When the 2004 Indian Ocean earthquake and tsunami occurred, SCIAF were quick in announcing a £25,000 donation to partner agencies. In 2007, the Scottish Government announced £250,000 would be given to SCIAF to help assist people affected by the war in Darfur.

A response to a drought in the Horn and east of Africa, an emergency appeal raised £1.1 million. In 2013, SCIAF launched an emergency appeal to help people in the Philippines who were affected by Typhoon Haiyan.

In 2015, as SCIAF marked their fiftieth anniversary, their international work included supporting almost 100 projects that provided emergency aid and assistance across at least fifteen countries in Africa, Asia and Latin America.

In 2017, SCIAF worked with Caritas Bangladesh to deliver aid to Rohingya refugees in Bangladesh who had fled Myanmar. The following year, in conjunction with Caritas Indonesia it responded with aid after the Sulawesi earthquake and tsunami. SCIAF has helped vulnerable young people in Uganda.

As of 2022, outwith Scotland SCIAF are active in eight countries: Democratic Republic of Congo, Ethiopia, Malawi, Rwanda, South Sudan, Zambia, Cambodia and Colombia.

Following the start of the Russian invasion of Ukraine, SCIAF provided support to Ukraine through the Caritas International network. In 2022, SCIAF provided €0.6 million for Caritas Ukraine, a Ukrainian Catholic not-for-profit and humanitarian relief organisation.
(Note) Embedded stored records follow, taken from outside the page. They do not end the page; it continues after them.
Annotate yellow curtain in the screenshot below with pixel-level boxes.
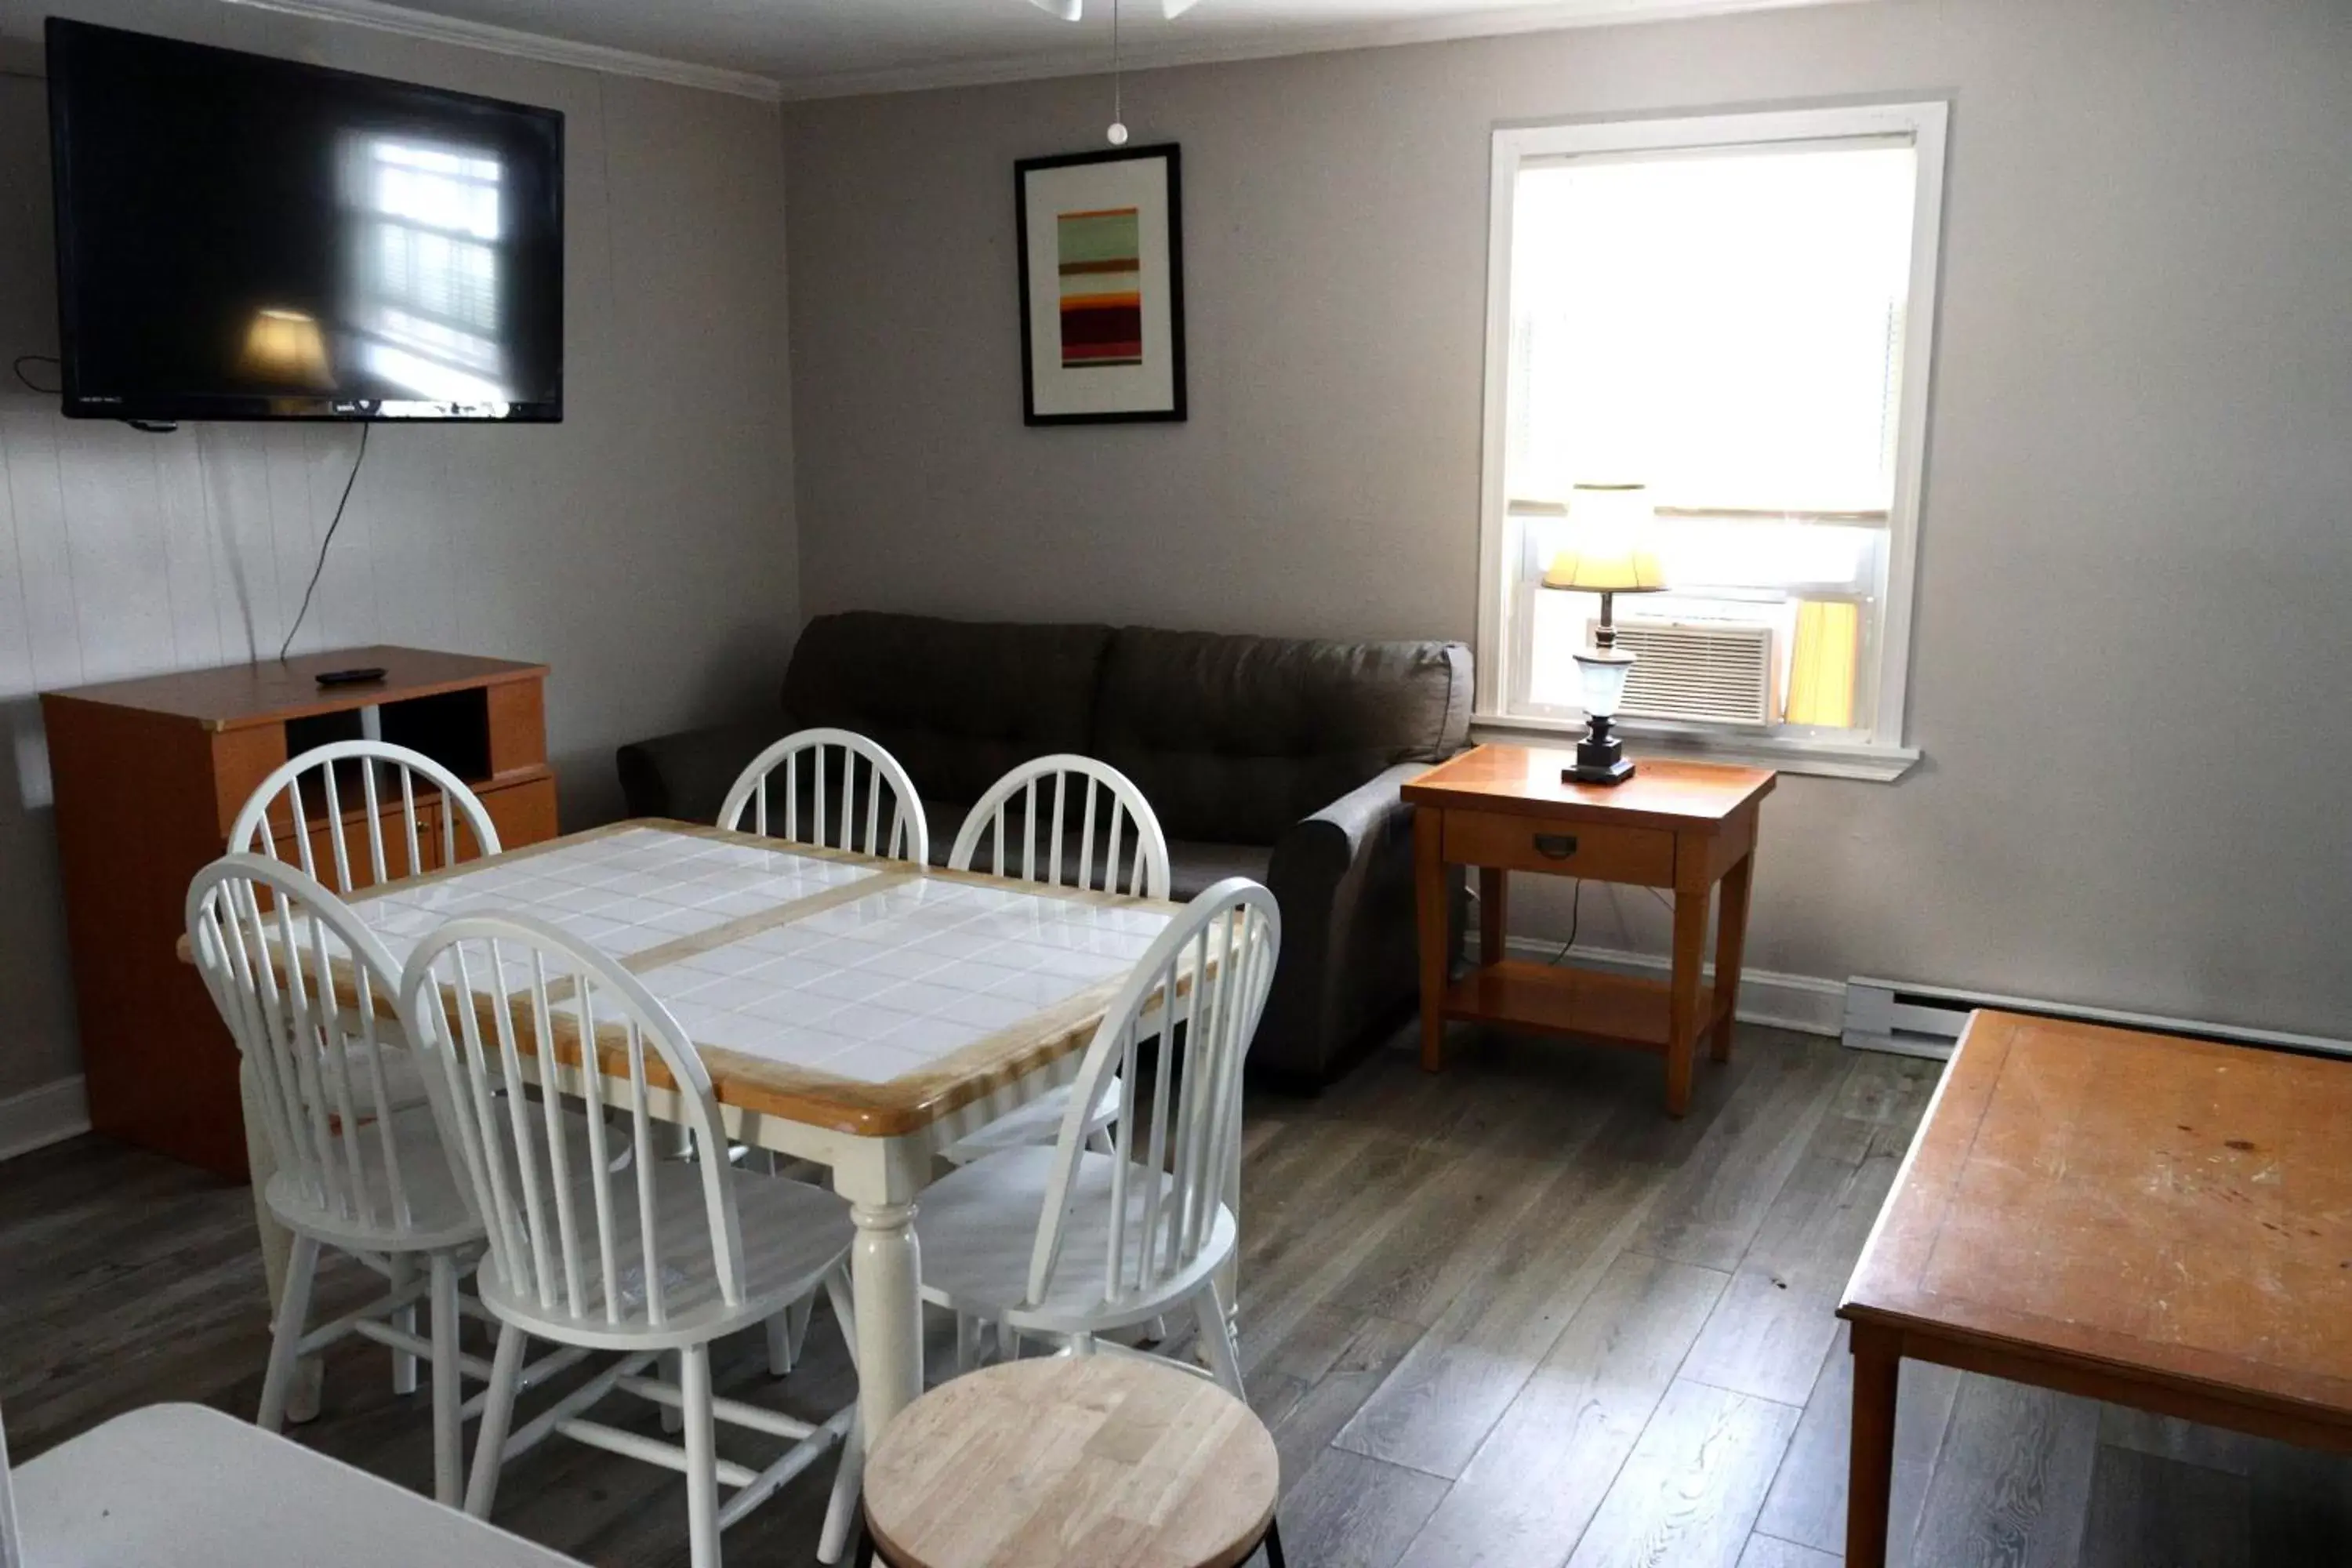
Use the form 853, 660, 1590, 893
1785, 600, 1860, 728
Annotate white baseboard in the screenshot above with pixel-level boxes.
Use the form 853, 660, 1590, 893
1500, 936, 1846, 1038
0, 1075, 91, 1163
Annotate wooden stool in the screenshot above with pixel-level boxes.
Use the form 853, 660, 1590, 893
857, 1357, 1287, 1568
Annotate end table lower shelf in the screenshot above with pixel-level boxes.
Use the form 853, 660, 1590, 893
1443, 961, 1730, 1054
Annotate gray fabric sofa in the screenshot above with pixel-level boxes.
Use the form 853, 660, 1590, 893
615, 612, 1472, 1087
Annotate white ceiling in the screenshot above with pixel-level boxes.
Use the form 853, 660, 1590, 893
254, 0, 1867, 100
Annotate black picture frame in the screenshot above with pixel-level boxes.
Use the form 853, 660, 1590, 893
1013, 143, 1186, 426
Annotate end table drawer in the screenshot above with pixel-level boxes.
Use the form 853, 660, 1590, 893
1443, 809, 1675, 887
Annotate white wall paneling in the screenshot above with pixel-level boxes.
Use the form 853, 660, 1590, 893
0, 0, 799, 1102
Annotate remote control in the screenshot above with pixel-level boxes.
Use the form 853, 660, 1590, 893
314, 666, 387, 688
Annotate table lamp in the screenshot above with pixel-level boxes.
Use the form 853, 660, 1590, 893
1541, 482, 1665, 786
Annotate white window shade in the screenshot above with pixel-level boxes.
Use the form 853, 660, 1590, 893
1505, 142, 1918, 518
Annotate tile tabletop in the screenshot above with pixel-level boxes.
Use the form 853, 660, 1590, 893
344, 819, 1179, 1136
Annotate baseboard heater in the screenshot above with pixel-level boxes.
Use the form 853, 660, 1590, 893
1842, 975, 2352, 1063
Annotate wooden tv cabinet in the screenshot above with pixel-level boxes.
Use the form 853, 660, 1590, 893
42, 647, 558, 1177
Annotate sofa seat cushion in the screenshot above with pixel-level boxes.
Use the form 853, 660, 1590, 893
1091, 628, 1472, 844
781, 612, 1114, 806
1163, 840, 1275, 902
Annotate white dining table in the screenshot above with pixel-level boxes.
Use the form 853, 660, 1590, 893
229, 818, 1179, 1451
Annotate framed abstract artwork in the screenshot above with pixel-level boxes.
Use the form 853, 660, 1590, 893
1014, 143, 1185, 425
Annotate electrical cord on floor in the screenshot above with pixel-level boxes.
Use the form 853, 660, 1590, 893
278, 421, 372, 662
12, 354, 60, 394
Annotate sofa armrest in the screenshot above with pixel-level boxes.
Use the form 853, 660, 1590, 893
614, 717, 786, 825
1258, 761, 1454, 1086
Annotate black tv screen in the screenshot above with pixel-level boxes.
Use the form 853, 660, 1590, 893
45, 19, 563, 423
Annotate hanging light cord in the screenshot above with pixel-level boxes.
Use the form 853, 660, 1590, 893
1109, 0, 1124, 139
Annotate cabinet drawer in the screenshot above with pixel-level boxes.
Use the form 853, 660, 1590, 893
1443, 809, 1675, 887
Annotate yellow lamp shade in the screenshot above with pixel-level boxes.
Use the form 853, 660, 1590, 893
1541, 481, 1666, 593
1541, 546, 1666, 593
238, 307, 334, 390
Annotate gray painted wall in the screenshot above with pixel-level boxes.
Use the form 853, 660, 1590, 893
0, 0, 797, 1098
783, 0, 2352, 1035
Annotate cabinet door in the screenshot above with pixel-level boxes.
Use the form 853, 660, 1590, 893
477, 774, 560, 855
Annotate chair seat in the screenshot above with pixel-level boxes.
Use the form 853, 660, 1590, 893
263, 1103, 485, 1253
478, 1159, 854, 1350
941, 1077, 1123, 1165
916, 1145, 1236, 1335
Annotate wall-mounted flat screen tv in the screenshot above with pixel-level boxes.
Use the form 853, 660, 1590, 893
45, 19, 564, 422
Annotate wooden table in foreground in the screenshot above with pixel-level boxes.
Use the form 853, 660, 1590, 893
216, 818, 1181, 1450
1838, 1010, 2352, 1567
1402, 744, 1774, 1116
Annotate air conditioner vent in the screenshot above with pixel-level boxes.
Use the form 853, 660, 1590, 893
1607, 619, 1778, 725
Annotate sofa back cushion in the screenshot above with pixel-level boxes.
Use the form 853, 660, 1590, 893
781, 612, 1114, 804
1092, 629, 1472, 844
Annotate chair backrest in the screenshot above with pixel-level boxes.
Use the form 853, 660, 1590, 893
230, 741, 502, 895
397, 915, 746, 1334
948, 754, 1171, 900
1026, 878, 1280, 1312
187, 853, 422, 1235
717, 727, 929, 865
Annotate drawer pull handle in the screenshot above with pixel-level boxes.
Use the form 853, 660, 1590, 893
1534, 833, 1579, 861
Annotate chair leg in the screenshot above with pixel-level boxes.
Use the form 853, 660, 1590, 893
789, 1293, 815, 1363
955, 1312, 981, 1374
388, 1252, 419, 1396
466, 1323, 528, 1519
681, 1343, 720, 1568
257, 1234, 321, 1432
1195, 1280, 1246, 1401
429, 1251, 463, 1507
768, 1291, 816, 1377
661, 1349, 686, 1432
817, 1415, 864, 1565
1261, 1516, 1287, 1568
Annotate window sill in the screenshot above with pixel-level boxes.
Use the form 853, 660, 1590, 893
1469, 710, 1921, 782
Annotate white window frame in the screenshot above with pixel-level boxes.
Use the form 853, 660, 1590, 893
1475, 100, 1949, 782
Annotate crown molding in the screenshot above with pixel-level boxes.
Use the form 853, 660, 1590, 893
772, 0, 1875, 102
216, 0, 784, 100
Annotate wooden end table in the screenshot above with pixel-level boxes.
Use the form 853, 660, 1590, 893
1402, 744, 1774, 1116
1839, 1010, 2352, 1567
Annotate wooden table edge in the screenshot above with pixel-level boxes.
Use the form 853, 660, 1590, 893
1836, 1300, 2352, 1454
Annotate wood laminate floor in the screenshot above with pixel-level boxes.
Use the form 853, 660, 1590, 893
3, 1026, 2347, 1566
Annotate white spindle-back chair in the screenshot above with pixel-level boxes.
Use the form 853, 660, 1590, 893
232, 739, 502, 1398
186, 853, 485, 1504
947, 754, 1171, 898
397, 915, 864, 1568
938, 754, 1171, 1174
717, 728, 928, 864
230, 741, 503, 894
913, 877, 1281, 1396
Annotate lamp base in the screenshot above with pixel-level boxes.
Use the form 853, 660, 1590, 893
1566, 757, 1636, 786
1565, 720, 1636, 786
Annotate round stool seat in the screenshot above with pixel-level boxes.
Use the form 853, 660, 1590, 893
864, 1357, 1279, 1568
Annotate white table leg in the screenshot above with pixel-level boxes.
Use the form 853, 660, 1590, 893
831, 1138, 927, 1444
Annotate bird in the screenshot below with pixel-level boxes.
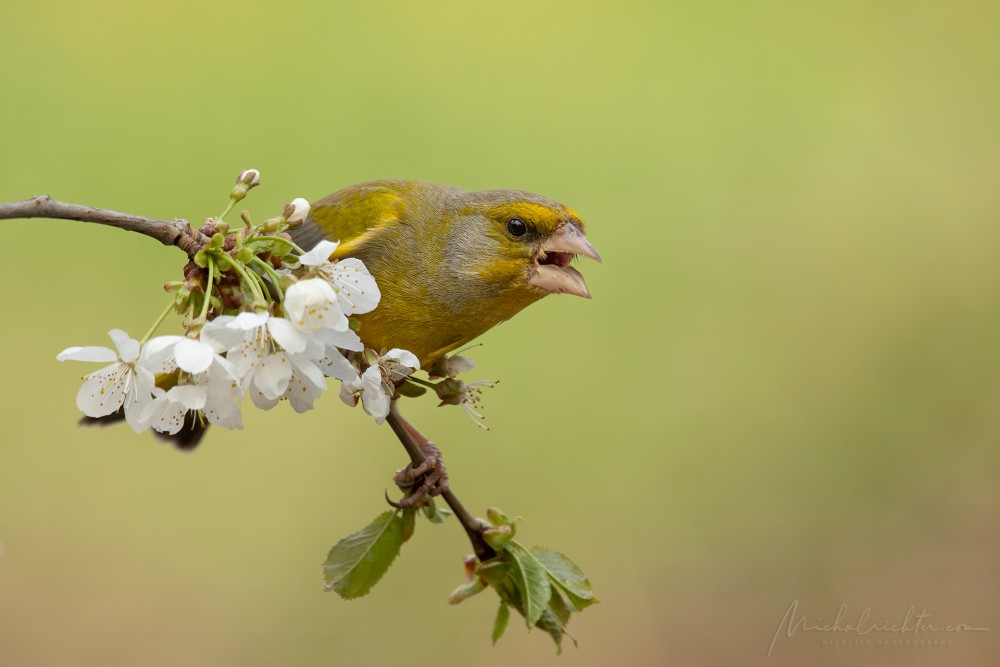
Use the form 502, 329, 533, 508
291, 180, 601, 367
291, 180, 600, 505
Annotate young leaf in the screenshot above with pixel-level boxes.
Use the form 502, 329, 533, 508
535, 589, 579, 653
421, 497, 451, 524
323, 510, 405, 599
505, 543, 551, 627
532, 547, 597, 611
401, 508, 416, 542
492, 602, 511, 645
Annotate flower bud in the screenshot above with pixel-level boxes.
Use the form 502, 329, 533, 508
283, 197, 310, 225
236, 247, 254, 264
236, 169, 261, 188
448, 579, 486, 605
483, 525, 513, 550
486, 507, 513, 527
215, 220, 230, 235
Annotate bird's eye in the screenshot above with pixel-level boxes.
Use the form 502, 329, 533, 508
505, 217, 528, 238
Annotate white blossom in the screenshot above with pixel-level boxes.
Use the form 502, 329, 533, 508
297, 240, 380, 315
137, 334, 243, 430
340, 366, 390, 422
57, 329, 158, 432
284, 278, 349, 334
140, 385, 207, 435
202, 312, 331, 413
338, 348, 419, 424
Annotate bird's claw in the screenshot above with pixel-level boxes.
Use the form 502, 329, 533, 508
388, 456, 450, 509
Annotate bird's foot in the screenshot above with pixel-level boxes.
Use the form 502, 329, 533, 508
388, 441, 450, 509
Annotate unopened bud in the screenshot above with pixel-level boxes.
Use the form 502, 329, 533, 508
283, 197, 310, 225
236, 247, 254, 264
448, 579, 487, 605
236, 169, 261, 188
486, 507, 511, 527
483, 525, 513, 550
215, 220, 230, 234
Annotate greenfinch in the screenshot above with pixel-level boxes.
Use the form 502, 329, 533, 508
292, 180, 601, 366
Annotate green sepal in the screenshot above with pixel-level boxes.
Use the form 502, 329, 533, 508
492, 602, 511, 645
396, 380, 427, 398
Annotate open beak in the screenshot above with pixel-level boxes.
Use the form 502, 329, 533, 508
527, 223, 601, 299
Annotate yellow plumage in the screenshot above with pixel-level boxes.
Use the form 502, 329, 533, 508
292, 180, 599, 366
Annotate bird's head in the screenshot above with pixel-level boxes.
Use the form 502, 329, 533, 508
450, 189, 601, 301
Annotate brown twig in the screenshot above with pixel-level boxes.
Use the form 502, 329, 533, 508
386, 402, 496, 562
0, 195, 208, 256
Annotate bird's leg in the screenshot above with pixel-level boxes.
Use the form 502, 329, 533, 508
385, 400, 496, 561
386, 402, 449, 508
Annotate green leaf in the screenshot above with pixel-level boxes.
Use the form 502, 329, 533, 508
535, 589, 579, 653
532, 547, 597, 611
492, 602, 511, 645
401, 508, 416, 542
506, 543, 551, 627
323, 510, 405, 599
421, 497, 451, 524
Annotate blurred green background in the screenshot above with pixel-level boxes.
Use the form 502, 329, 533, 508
2, 1, 999, 665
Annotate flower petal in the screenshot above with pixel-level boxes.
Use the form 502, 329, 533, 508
230, 311, 270, 330
76, 363, 130, 417
200, 318, 243, 352
139, 335, 184, 373
360, 366, 390, 423
330, 258, 381, 315
319, 349, 359, 382
385, 348, 420, 372
267, 317, 310, 354
108, 329, 140, 362
297, 240, 340, 266
314, 327, 363, 352
254, 353, 293, 400
174, 338, 216, 374
57, 346, 117, 363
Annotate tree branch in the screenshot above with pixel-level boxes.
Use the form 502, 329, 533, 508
4, 194, 497, 558
0, 195, 208, 256
386, 404, 496, 562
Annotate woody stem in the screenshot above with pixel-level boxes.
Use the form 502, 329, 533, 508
386, 402, 496, 562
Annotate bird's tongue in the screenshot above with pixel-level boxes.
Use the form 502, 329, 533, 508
529, 264, 591, 299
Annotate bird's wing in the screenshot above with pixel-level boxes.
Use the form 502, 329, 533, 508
292, 182, 408, 259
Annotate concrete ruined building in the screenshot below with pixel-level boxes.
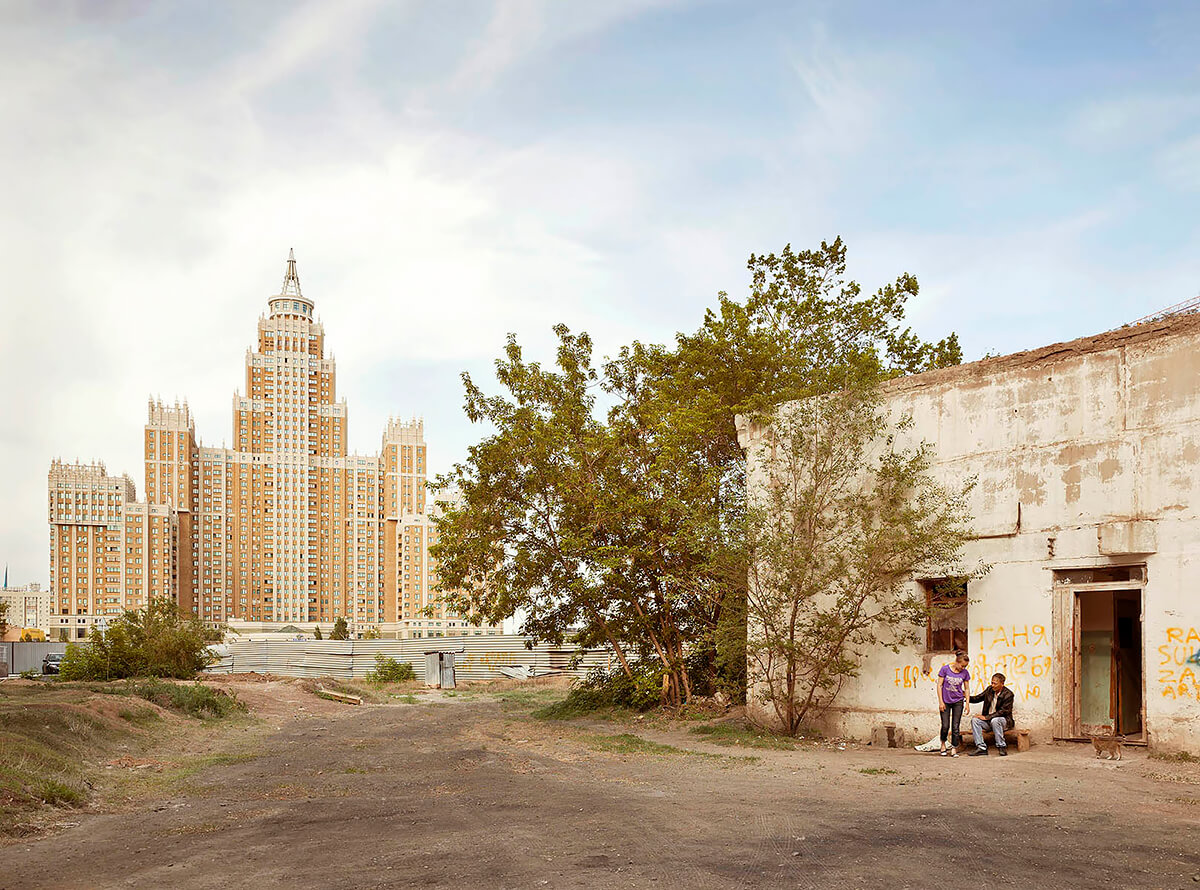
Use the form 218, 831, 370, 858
739, 312, 1200, 752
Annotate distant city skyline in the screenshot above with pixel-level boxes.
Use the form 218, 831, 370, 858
45, 254, 495, 637
2, 0, 1198, 585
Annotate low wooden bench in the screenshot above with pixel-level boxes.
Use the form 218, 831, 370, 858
957, 727, 1030, 753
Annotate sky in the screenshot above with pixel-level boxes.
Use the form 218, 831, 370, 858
1, 0, 1199, 586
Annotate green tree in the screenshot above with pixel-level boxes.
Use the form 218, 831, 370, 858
432, 239, 962, 705
58, 598, 223, 681
329, 617, 349, 641
744, 386, 978, 734
313, 625, 323, 640
629, 238, 961, 697
431, 327, 635, 667
0, 600, 8, 637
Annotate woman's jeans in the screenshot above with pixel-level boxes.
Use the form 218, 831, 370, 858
939, 700, 964, 746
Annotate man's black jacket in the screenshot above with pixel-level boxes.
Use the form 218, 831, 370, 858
968, 686, 1015, 729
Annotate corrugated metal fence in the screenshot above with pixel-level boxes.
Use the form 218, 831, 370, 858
0, 642, 69, 676
203, 636, 613, 682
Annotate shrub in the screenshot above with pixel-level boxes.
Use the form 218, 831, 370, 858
537, 662, 664, 719
117, 706, 162, 725
19, 669, 39, 680
366, 654, 416, 683
38, 779, 86, 807
58, 599, 222, 681
130, 679, 246, 719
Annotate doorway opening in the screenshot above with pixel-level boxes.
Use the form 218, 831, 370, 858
1052, 566, 1146, 742
1078, 590, 1143, 738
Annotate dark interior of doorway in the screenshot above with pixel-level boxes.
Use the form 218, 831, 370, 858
1078, 589, 1143, 738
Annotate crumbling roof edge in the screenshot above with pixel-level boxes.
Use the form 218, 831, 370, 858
881, 310, 1200, 394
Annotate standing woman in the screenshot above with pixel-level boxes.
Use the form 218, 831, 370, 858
937, 650, 971, 756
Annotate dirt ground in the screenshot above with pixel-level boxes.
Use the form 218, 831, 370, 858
3, 679, 1199, 890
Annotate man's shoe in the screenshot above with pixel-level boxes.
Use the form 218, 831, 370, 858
968, 747, 988, 756
998, 747, 1007, 756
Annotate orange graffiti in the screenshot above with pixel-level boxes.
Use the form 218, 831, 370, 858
892, 655, 1049, 701
1157, 631, 1200, 702
976, 625, 1048, 651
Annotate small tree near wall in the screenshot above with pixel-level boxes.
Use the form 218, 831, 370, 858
746, 385, 978, 735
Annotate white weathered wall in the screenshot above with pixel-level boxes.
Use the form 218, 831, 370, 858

==Fundraising activities==
SCIAF runs an annual Wee Box Big Change appeal, which encourages people to give up something for Lent and to use the money saved as a donation. In 2015 the appeal raised £3.4 million, which was three times the highest amount previously raised. In 2019 the appeal raised more than £0.9 million. In 2021 the Wee Box appeal raised more than £2.8 million, which included £1.3 million of match funding from the UK government.

SCIAF is one of nine partner organisations of Will Aid, the British will-writing scheme in which participating solicitors waive their usual fee to write a basic will and in exchange invite the client to donate to charity.